Vrikshasana (Tree Pose): Steps, Health Benefits & Contraindications
Vrikshasana or Tree Pose is a standing yoga pose that resembles the steady yet graceful stance of a tree. It is formed by a combination of two Sanskrit words ‘vriksha’ (meaning tree) and ‘asana’ (seat or position). Unlike most of the other yoga poses, you have to keep your eyes open in order to make a body balance on its own.
Here are the health benefits, step-by-step procedure and contraindications of vrikshasana.
- Stand straight and place your arms to the side of your body.
- Bend your right knee slightly and then keep the right foot high up on the left thigh. Just make sure that you keep the sole steady and flat on the thigh root.
- Your left leg must be placed straight and one you have taken this stance, breathe and balance.

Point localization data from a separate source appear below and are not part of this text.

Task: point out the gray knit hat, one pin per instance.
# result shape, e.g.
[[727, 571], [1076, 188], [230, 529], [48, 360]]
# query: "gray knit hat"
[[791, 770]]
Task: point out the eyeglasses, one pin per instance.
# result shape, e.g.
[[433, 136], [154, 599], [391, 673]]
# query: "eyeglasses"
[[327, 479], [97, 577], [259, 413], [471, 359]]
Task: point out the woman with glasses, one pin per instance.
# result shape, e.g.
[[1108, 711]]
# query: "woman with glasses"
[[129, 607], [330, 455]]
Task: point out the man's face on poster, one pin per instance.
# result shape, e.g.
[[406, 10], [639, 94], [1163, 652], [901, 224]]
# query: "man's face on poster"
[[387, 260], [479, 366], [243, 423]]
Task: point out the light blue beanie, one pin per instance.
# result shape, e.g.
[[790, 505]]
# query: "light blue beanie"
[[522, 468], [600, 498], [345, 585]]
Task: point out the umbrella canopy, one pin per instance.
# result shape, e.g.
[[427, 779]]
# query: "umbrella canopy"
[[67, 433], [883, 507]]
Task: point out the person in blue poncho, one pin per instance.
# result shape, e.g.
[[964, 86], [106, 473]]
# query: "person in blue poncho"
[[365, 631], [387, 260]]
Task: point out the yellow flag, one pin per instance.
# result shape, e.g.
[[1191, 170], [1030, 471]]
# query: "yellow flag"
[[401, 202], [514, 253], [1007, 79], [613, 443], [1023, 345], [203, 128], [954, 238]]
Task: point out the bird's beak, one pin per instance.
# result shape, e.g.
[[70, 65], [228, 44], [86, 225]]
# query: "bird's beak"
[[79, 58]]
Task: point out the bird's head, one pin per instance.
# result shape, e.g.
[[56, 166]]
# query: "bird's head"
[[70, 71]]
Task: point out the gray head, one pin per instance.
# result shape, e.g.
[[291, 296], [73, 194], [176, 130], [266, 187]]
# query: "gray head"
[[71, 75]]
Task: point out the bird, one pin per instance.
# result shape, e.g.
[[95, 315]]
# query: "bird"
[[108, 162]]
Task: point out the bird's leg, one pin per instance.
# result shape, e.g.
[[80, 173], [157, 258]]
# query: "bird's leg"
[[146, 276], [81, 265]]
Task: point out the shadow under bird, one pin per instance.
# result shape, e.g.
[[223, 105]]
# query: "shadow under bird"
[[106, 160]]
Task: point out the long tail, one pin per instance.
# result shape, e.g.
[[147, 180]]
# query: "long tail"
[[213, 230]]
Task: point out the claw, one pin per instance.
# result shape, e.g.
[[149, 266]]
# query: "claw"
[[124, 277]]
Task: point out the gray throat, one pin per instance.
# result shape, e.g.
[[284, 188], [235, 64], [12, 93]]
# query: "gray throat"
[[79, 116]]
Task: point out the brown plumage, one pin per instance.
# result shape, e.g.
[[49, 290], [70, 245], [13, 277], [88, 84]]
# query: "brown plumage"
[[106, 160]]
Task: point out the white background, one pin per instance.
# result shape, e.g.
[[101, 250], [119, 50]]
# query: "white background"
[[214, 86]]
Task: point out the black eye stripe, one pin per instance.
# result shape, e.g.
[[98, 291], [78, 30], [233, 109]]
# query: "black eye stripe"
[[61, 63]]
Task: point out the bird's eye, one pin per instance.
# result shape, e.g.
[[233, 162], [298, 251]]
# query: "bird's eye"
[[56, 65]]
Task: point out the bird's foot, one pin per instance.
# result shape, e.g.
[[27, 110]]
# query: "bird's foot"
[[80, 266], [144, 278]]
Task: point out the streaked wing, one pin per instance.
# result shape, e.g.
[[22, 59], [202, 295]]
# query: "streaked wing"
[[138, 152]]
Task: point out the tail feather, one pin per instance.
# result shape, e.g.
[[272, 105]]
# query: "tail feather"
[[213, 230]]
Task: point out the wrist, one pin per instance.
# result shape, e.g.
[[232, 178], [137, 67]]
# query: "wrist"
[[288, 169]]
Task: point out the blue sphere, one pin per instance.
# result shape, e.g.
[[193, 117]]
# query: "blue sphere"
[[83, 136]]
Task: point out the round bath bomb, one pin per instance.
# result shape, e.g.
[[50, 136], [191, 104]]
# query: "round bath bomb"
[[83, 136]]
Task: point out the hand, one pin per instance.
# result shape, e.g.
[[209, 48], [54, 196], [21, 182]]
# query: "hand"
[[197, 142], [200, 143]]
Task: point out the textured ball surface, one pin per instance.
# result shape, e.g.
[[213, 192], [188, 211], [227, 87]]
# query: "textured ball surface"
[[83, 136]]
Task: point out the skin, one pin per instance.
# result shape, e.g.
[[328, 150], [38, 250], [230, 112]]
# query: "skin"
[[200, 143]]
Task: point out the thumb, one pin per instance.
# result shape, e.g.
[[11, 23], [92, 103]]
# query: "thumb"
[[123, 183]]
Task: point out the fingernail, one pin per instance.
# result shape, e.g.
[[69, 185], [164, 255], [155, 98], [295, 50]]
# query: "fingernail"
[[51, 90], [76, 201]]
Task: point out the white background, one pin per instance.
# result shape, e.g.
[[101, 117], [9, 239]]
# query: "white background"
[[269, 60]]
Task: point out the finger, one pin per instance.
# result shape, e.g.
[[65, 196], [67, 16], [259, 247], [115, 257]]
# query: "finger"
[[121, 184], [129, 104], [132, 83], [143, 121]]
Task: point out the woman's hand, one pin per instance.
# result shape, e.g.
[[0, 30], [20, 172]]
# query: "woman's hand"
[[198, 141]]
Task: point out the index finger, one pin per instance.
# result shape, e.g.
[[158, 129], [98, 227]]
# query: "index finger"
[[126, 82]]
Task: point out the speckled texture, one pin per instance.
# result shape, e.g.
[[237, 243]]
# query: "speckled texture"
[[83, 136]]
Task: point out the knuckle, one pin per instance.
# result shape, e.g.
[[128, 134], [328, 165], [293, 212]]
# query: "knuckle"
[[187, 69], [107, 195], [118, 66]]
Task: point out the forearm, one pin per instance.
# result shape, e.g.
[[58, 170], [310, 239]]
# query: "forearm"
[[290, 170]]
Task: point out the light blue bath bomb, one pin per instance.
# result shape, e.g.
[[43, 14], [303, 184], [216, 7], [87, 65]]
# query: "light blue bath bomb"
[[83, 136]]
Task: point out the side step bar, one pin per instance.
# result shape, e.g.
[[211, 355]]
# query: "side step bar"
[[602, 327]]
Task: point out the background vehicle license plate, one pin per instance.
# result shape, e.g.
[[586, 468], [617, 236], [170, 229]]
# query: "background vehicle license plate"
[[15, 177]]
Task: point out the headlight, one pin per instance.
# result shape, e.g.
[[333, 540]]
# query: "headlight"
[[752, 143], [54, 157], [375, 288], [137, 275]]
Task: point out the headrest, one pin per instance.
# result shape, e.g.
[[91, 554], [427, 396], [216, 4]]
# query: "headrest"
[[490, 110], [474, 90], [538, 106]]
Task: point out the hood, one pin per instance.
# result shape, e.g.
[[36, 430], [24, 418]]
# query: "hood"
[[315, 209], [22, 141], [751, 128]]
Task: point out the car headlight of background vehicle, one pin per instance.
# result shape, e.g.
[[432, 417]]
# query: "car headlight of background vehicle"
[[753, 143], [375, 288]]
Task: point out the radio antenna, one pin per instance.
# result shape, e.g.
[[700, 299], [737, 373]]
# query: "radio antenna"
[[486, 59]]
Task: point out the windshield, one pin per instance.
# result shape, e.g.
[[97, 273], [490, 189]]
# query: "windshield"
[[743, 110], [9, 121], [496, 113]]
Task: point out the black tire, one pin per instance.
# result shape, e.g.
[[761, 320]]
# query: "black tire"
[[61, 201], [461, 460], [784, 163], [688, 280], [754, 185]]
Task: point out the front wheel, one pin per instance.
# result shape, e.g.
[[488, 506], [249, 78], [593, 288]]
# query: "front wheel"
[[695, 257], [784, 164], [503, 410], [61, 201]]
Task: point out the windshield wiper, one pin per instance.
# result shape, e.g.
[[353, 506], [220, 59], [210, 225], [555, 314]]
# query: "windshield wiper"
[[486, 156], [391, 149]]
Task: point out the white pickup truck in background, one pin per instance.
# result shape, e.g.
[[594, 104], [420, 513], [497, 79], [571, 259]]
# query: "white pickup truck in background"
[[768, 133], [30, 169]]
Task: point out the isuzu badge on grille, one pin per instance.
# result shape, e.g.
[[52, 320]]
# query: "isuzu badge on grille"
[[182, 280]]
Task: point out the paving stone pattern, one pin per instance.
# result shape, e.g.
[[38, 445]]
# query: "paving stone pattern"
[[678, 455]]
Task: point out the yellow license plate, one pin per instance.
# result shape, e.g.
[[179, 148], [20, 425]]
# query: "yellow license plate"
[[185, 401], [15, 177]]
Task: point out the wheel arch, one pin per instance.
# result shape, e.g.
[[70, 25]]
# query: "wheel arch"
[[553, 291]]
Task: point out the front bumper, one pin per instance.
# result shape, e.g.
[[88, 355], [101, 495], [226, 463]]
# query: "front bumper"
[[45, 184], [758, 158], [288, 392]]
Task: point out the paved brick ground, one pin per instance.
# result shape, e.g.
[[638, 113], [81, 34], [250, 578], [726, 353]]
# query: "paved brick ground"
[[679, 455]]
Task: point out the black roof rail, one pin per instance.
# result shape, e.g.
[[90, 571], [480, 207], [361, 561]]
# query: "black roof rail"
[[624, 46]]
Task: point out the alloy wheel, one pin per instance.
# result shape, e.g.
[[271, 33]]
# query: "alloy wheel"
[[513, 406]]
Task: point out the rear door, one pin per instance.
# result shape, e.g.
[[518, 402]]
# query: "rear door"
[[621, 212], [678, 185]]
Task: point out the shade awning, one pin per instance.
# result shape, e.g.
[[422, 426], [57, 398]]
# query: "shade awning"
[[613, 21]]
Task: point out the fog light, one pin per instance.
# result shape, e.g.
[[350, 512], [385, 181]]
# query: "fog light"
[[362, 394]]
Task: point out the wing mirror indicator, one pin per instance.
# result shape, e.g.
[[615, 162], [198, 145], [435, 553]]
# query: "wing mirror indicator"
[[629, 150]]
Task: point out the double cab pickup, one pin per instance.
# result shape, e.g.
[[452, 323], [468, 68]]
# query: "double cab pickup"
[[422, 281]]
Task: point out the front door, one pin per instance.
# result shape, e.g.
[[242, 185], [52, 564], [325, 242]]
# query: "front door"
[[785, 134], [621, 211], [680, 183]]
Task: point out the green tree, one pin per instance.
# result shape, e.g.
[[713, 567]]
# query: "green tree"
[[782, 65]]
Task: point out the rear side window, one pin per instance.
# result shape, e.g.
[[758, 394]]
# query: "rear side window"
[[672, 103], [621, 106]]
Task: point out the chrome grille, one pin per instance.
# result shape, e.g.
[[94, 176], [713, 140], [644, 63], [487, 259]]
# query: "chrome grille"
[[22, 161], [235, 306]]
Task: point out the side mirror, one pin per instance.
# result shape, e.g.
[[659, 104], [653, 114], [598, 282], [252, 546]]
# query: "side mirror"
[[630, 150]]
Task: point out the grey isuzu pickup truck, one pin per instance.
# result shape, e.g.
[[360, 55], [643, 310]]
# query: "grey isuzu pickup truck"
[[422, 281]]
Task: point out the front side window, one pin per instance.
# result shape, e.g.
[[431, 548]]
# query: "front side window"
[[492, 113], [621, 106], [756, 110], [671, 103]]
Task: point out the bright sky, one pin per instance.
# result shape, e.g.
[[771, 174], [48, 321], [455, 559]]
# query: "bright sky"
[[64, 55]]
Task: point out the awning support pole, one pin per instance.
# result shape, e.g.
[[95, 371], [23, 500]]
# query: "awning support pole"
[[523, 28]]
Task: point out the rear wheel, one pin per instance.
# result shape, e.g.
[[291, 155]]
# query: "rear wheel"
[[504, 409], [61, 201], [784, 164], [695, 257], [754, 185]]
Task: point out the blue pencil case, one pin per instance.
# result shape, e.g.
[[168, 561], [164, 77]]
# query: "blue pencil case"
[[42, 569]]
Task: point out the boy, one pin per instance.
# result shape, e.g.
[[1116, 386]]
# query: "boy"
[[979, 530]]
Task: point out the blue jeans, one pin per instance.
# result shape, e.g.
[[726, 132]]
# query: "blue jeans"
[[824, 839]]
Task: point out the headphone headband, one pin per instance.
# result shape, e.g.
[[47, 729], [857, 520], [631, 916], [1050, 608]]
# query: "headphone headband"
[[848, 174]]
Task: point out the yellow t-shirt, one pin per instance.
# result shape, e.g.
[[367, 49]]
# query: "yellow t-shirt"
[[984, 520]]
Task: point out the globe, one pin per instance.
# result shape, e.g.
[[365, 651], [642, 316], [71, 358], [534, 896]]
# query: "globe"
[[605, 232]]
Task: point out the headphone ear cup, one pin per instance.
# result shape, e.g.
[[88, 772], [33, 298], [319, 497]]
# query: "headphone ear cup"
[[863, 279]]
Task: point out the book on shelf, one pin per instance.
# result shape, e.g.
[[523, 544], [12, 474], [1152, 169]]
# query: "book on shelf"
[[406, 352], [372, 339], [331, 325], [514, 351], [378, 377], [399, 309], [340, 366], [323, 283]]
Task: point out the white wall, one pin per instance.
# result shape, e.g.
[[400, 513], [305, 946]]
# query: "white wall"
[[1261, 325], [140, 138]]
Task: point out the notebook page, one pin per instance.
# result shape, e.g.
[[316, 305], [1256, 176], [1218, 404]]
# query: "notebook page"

- Now simply breathe in and slowly raise your arms above the head and bring them in ‘namaste’ mudra.
- Now look straight at some far-off object and hold it. This will allow you to maintain a good balance.
- Keep you back straight and notice that your body is steady yet flexible.
- Engage in deep breaths as you inhale and relax your body as you exhale.
- Slowly bring your hands down and release the right leg.
- Get back to the initial position.
- Repeat all the steps with left leg.
Health Benefits Of Vrikshasana
- Aids neuromuscular coordination.
- Fortifies the backbone and improves poise and balance.
- Deepens the thorax
- Improves concentration and stimulates mental activities
- Relieves sciatica affected people and reduces flat feet
- Tones legs muscles
- Strengthens knees and frees hip joints
- Strengthens shoulders, eyes, and inner ears
Contraindications & Precautions
- Don’t place the sole of lifted foot directly on the side of standing knee but above or below it.
- When you place the foot next to knee, it puts pressure on leg in a direction that may lead to injury as the knee doesn’t bend parallel to frontal plane.
- When you raise your arms above head for any amount of time, it could risk blood pressure patients. Rather, hold the arms tightly at chest height in Anjali Mudra to reduce the effort involved in doing the asana.